GURPS Bunnies & Burrows was published in 1992. It was written by O'Sullivan with interior art by Jim Groat. GURPS Bunnies & Burrows was the first game world that Steve Jackson Games adapted to GURPS in the early 1990s. The book is now out of print, but (as of July 2015) is still available via digital download. Loyd Blankenship, the managing editor of Steve Jackson Games' former Illuminati BBS, acknowledged that O'Sullivan received his wish, and kept the original conversion article online. Steve Jackson Games continues to support the game, releasing an updated errata sheet in 2007.

==Reception==
Shane L. Hensley reviewed GURPS Bunnies and Burrows in White Wolf #35 (March/April, 1993), rating it a 5 out of 5 and stated that "For those unfamiliar with the original, Fantasy Games Unlimited originally published Bunnies and Burrows in 1976. The game was and is loosely inspired by Richard Adams' Watership Down.

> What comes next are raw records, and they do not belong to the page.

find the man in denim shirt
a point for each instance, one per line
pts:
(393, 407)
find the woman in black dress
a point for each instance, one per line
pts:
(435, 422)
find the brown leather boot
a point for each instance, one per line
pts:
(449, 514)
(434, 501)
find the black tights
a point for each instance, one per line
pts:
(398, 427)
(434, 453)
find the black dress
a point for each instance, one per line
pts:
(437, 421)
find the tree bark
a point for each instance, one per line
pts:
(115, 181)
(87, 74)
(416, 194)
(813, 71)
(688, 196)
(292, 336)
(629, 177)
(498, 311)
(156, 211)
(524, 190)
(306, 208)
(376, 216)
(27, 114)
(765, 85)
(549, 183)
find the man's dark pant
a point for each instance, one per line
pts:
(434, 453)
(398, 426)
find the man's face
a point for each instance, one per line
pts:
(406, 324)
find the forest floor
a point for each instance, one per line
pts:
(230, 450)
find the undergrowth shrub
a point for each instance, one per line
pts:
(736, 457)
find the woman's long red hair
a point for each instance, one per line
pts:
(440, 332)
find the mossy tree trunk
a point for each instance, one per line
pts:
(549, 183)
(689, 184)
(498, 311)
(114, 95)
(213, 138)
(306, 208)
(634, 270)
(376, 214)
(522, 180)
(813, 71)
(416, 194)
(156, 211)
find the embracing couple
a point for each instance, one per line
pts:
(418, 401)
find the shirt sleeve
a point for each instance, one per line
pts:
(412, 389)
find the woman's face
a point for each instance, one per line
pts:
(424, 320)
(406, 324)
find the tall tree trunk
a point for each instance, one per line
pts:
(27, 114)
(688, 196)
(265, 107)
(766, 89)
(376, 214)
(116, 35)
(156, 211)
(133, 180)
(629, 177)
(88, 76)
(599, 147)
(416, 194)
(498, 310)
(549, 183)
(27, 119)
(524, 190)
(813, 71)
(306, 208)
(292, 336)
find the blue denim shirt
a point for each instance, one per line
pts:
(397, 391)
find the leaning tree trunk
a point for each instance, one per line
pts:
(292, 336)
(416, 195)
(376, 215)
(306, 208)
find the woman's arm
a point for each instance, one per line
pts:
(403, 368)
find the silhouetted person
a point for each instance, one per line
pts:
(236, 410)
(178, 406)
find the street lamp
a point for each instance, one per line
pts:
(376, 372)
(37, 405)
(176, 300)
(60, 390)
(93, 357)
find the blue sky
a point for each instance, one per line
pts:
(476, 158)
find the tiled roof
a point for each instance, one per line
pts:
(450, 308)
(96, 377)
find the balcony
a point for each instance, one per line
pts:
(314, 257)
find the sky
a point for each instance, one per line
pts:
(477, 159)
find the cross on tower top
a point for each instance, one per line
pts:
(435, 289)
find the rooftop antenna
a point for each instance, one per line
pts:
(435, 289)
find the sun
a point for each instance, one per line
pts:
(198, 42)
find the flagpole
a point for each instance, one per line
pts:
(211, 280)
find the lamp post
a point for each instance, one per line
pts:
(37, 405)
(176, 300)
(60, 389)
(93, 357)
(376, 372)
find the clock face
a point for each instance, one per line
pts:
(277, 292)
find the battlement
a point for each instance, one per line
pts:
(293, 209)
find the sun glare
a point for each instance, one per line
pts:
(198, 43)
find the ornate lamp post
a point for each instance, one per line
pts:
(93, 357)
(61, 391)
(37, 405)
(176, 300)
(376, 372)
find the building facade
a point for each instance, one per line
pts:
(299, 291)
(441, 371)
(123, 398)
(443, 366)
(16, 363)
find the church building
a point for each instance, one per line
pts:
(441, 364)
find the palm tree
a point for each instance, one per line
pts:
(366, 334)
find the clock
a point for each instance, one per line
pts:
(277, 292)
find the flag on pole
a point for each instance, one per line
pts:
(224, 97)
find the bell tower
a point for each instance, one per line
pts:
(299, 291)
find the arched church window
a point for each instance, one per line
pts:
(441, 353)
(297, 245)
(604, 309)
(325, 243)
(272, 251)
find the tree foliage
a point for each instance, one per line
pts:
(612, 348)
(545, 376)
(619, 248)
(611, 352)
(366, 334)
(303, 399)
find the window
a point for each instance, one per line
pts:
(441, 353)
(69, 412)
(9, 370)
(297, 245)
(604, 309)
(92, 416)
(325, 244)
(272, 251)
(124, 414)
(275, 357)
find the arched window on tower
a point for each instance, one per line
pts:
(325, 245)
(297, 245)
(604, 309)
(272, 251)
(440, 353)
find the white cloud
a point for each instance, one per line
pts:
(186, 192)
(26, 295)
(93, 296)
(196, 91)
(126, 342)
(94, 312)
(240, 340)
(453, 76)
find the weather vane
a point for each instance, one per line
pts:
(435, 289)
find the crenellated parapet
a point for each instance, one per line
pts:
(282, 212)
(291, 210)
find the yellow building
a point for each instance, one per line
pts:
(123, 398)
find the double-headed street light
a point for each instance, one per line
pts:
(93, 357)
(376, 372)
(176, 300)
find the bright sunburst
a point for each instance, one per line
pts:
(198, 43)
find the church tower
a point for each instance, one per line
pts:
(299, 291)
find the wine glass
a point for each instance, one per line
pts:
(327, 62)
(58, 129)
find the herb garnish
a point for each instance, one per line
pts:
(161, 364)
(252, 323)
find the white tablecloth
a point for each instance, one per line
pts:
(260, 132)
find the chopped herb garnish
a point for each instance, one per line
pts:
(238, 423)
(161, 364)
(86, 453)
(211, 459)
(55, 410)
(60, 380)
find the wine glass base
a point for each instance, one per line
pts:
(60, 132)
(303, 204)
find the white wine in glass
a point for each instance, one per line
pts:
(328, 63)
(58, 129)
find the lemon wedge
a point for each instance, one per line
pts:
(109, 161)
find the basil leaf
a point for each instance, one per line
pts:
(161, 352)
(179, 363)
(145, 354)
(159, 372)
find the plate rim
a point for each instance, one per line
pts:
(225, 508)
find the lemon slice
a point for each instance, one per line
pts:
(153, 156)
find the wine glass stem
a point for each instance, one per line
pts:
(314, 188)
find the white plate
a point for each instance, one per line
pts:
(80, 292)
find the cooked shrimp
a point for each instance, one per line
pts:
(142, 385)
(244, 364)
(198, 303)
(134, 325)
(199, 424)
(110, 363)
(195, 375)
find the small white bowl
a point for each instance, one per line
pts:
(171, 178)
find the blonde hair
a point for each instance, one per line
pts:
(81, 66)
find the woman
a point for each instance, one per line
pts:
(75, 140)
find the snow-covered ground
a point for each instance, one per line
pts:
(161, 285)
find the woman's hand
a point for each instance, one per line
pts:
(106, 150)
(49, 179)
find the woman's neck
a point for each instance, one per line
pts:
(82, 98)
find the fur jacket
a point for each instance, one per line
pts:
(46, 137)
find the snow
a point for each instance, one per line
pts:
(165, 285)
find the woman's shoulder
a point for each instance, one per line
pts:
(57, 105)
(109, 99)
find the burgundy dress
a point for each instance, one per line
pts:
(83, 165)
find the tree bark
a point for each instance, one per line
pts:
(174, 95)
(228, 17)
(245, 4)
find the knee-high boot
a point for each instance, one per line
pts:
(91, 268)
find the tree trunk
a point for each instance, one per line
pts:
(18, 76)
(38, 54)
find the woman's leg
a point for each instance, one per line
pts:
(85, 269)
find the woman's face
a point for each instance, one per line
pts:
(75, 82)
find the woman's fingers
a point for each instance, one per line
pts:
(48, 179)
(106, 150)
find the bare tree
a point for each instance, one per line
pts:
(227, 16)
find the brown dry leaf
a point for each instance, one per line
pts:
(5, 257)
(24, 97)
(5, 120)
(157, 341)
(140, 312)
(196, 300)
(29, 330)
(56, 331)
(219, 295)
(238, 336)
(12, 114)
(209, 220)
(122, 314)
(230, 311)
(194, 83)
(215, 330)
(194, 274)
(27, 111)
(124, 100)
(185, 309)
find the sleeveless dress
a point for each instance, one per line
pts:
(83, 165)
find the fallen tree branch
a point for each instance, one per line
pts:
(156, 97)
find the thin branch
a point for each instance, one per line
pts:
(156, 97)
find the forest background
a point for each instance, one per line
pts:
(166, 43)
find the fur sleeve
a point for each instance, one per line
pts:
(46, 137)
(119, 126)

O'Sullivan has captured the sometimes serious, sometimes light-hearted nature of the subject and turned it into what I consider one of the best sourcebooks of the year."

Lev Lafayette says that it is "really hard to fault GURPS Bunnies & Burrows", as it is educational, realistic, whimsical and clever, while the game has also been described as a "work of genius".